9/30/10

"Picadinho Evangélico"

No seu “samba do crioulo doido”, Stanislaw Ponte Preta encarnou um compositor de uma escola de samba que, anos atrás, precisou estudar fatos da história do Brasil para fazer a letra do samba. Como o tema da escola daquele ano era a “conjuntura nacional”, saturado de tanto estudar, o crioulo saiu-se com um picadinho da história nacional. Na letra do samba misturou um pouco de tudo. Confundiu a inconfidência mineira com a lei áurea e a independência do Brasil. Como trabalho humorístico, “o samba do crioulo doido” é um marco criativo na história da música popular brasileira.

Hoje, estamos vivendo dias em que os evangélicos não têm convicção alguma. Muitos acham que basta a igreja falar em Jesus que já está bom. Uma senhora batista, bastante doente, de tanto ouvir a propaganda de uma determinada igreja, decidiu lá ser curada. A igreja em causa proclamava a “teologia da prosperidade” que, entre outras coisas, ensina que Deus quer curar fisicamente todo mundo e tornar ricos materialmente todos os seus “servos”. Então, acalentando a tão sonhada cura, começou a participar daqueles cultos e a se submeter a toda e qualquer orientação dada pelo pastor de plantão. Os dias passavam e a “bênção” não vinha. Mas ela não desanimava. Encontrando uma irmã da sua ex-igreja, disse que o culto lá era bem parecido com o batista. A irmãzinha, conhecedora das notórias diferenças, lhe disse: “parecido é um caminhão cheio de japoneses”.

A dona de casa muitas vezes tem de fazer alguma coisa com as sobras de comida da semana.

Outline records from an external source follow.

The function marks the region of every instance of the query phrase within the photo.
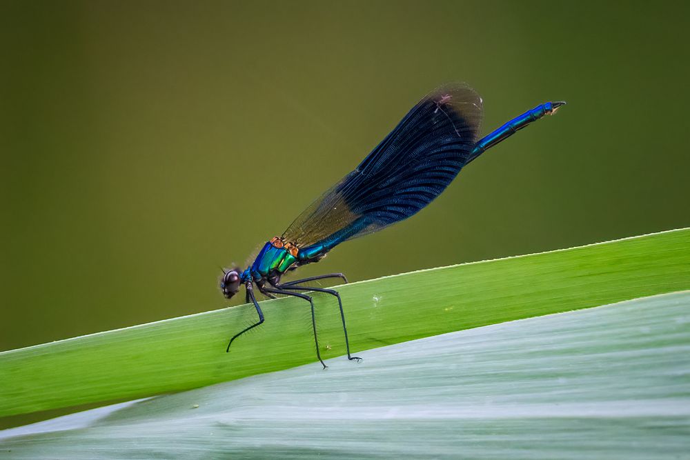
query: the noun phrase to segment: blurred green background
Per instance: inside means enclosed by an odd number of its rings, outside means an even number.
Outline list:
[[[302,274],[690,226],[687,3],[246,3],[2,2],[0,350],[228,305],[220,266],[449,81],[485,133],[569,105]]]

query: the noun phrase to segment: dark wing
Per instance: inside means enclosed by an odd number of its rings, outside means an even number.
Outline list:
[[[437,88],[419,102],[357,168],[283,233],[304,248],[336,244],[412,216],[455,179],[482,123],[482,98],[466,85]]]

Então, para não estragar nem jogar fora, faz um sedutor picadinho. Também chamado de “soborô”, o picadinho é quase sempre uma mistura simpática de tudo o que já foi servido à família na semana. Há muitos crentes que têm um credo tipo “picadinho”. Pegam umas coisas daqui, umas sobras dali, novidades de lá, esquisitices de acolá, juntam tudo, mas não têm uma visão completa da fé cristã. Aliás, não têm convicção de nada, sobre coisa alguma, apenas seguem a um líder, cheio de carisma ou de simpatia.

Por tudo isso, hoje temos “mantras evangélicos”, “amuletos evangélicos”, “gurus evangélicos”, “magos evangélicos” e até “donos do evangelho”. À simplicidade do evangelho bíblico toda sorte de sobras têm sido acrescentadas. As idéias de Lair Ribeiro são mais acatadas do que os ensinos de Jesus. Práticas da macumba são importadas e maquiadas, desde que resultem em dinheiro para os cofres da igreja. Homens e métodos são endeusados, cristalizados e o Deus bíblico é banido das suas cogitações. Pregadores desprezam a Bíblia, que tem um padrão objetivo, e optam por coisas subjetivas e convenientes. Tudo isso parece evangelho, tem pinta de evangelho, mas não é o evangelho de Cristo. É picadinho evangélico. É coisa que ia ser jogada fora, mas foi guardada, refogada com o tempero da popularidade e servida em guarnições de versículos bíblicos, fora do contexto. É caminhão cheio de japoneses. É o “evangelho do crioulo doido”.

Picadinho de vez em quando é comível, mas “picadinho evangélico” é intragável.